There are also helplines for people with hearing and speech loss or who need help with English.

National Disability Insurance Agency
The National Disability Insurance Agency (NDIA) is the independent statutory agency, whose role it is to implement the National Disability Insurance Scheme Act 2013 (NDIS).

NDIS Quality and Safeguards Commission
The NDIS Quality and Safeguards Commission is a new independent agency established to improve the quality and safety of NDIS supports and services.

Some key concepts in the NDIS

Accessing the NDIS

To become an NDIS participant you must:

Have a permanent impairment that significantly affects your ability to take part in everyday activities or have a developmental delay

Is the NDIS available in my area?

After a trial phase, the NDIS commenced full scheme rollout from 1 July 2016 in parts of NSW and Victoria. Other states will follow and by the end of 2019, the NDIS will have rolled out right across Australia. To find out whether it is already available in your area check this website.

Accessing the NDIS

Pathways to access the NDIS

There are two pathways to access the NDIS depending on the age of the participant

If you or your child is over the age of 7, access to the NDIS is via the NDIS Pathway. Follow the NDIS pathway to understand:

  • What is the NDIS?
  • Can I access the NDIS?
  • My first plan
  • Reviewing my plan

If your child is aged 0-6 years, they will access the NDIS via the Early Childhood Early Intervention (ECEI) pathway. The ECEI pathway:

  • Provides early intervention for a child with developmental delay or disability
  • Acknowledges that early intervention leads to better long term outcomes
  • Uses a family-centred approach that supports greater inclusion in mainstream settings and builds child and family capacity
  • Connects families to services via access partners

As an insurance scheme, the NDIS uses effective early intervention to reduce its medium to long term liability.

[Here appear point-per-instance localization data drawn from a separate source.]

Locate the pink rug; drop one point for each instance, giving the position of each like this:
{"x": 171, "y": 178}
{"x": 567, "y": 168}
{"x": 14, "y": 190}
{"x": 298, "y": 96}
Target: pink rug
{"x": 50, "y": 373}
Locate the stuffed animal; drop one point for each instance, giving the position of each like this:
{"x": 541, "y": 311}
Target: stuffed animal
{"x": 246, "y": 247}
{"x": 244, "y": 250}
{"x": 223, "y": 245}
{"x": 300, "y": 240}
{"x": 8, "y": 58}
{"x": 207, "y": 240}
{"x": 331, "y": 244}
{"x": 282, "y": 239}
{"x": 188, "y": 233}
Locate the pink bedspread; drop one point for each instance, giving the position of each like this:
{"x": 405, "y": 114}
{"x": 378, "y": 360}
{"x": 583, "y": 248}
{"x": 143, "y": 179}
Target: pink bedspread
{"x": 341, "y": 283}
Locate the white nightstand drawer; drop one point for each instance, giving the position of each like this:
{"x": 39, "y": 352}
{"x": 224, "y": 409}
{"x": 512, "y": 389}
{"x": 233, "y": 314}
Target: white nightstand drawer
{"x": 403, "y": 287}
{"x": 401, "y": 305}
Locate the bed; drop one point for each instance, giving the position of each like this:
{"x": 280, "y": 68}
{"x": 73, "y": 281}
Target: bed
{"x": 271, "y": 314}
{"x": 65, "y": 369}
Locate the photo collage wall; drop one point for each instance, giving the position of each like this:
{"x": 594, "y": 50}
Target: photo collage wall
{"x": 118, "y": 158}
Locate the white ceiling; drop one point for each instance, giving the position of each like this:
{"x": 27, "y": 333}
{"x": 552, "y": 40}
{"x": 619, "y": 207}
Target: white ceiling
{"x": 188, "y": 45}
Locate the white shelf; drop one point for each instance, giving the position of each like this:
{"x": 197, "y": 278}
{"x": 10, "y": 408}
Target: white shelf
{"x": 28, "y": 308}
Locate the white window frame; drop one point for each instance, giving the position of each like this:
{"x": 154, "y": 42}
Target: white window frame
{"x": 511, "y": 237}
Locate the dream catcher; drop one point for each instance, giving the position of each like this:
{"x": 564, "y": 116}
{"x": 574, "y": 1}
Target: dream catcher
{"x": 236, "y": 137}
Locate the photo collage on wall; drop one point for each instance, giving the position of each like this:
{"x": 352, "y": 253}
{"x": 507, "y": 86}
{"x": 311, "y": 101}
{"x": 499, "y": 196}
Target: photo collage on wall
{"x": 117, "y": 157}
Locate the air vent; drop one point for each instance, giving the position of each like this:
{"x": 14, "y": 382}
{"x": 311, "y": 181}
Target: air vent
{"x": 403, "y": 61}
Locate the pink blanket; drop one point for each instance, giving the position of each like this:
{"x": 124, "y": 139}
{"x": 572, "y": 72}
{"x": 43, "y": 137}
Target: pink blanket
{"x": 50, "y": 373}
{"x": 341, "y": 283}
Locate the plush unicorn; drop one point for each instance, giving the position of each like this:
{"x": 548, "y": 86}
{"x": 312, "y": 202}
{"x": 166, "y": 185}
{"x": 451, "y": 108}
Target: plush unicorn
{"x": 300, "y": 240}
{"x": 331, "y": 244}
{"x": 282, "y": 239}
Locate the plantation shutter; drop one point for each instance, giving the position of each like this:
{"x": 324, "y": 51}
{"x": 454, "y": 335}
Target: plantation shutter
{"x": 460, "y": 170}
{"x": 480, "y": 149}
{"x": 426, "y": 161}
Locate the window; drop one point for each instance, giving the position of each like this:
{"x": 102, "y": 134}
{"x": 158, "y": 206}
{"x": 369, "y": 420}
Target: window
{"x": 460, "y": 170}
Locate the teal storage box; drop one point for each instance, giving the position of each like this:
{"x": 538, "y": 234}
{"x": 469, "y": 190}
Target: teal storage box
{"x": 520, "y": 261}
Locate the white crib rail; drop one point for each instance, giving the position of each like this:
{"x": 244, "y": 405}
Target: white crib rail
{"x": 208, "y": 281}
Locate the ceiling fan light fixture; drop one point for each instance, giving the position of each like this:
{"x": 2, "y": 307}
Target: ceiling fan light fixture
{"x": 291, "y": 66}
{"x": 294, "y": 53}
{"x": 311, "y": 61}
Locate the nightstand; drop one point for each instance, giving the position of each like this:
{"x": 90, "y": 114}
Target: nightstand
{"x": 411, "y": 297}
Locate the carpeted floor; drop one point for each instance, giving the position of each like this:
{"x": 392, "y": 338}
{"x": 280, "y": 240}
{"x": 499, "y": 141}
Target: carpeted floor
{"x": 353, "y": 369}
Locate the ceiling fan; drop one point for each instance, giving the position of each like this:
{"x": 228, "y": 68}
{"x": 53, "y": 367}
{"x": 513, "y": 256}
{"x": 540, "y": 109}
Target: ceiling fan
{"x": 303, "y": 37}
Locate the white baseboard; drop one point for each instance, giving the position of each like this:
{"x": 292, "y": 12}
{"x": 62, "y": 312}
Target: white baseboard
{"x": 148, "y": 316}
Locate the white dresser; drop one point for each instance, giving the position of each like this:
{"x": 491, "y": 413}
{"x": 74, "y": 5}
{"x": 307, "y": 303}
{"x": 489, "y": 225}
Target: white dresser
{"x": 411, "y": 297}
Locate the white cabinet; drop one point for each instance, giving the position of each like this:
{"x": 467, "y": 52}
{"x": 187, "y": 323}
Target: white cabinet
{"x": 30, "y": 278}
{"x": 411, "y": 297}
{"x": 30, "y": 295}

NDIS Eligibility for Autism Spectrum Disorder

The latest version of the Diagnostic and Statistical Manual (DSM-5) categorises Autism Spectrum Disorder into 3 levels:

  • Level 1 – Requires Support
  • Level 2 – Requires Substantial Support
  • Level 3 – Requires Very Substantial Support

NDIS eligibility is based on reduced Functional Capacity in one or more of the following areas; Communication, Mobility, Social Interaction, Learning, Self-Care and Self-Management. Whilst a diagnosis of Autism at any level is likely to meet the access criteria, the NDIA have Lists A-E to assist them to determine eligibility.

Read Section 8.3 of the NDIS Operation Guidelines for more information on ‘Functional Capacity’

List A – conditions that are likely to automatically meet disability requirements (outlined in Section 24 of the NDIS Act) with no further assessments required:

Autism diagnosed by a specialist multi-disciplinary team, paediatrician, psychiatrist or clinical psychologist experienced in the assessment of Pervasive Developmental Disorders, and assessed using the current Diagnostic and Statistical Manual of Mental Disorders (DSM-5) diagnostic criteria as having severity of Level 2 (Requiring substantial support) or Level 3 (Requiring very substantial support)

List B – permanent conditions for which functional capacity is variable and further assessment of functional capacity is generally required:

  • Pervasive developmental disorders not meeting severity criteria in List A or List C
  • Asperger syndrome
  • Atypical autism
  • Childhood autism

List C – refers to defined programs

List D – Permanent Impairment/Early Intervention, under 7 years – no further assessment required

List E – Qualifying programs

  • Better start for Children with Disability
  • Helping Children with Autism

Strategy for success in accessing the NDIS

  • Know the level of Autism Spectrum Disorder in accordance with the DSM-5 (level 1, 2 or 3)
  • Note how the level of ASD corresponds with the NDIA eligibility lists (A, B, C, D or E)
  • Understand Functional Capacity and insist that your allied health and medical specialists use the categories of communication, social interaction, mobility, learning, self-management and self-care to define the impact of autism on everyday living.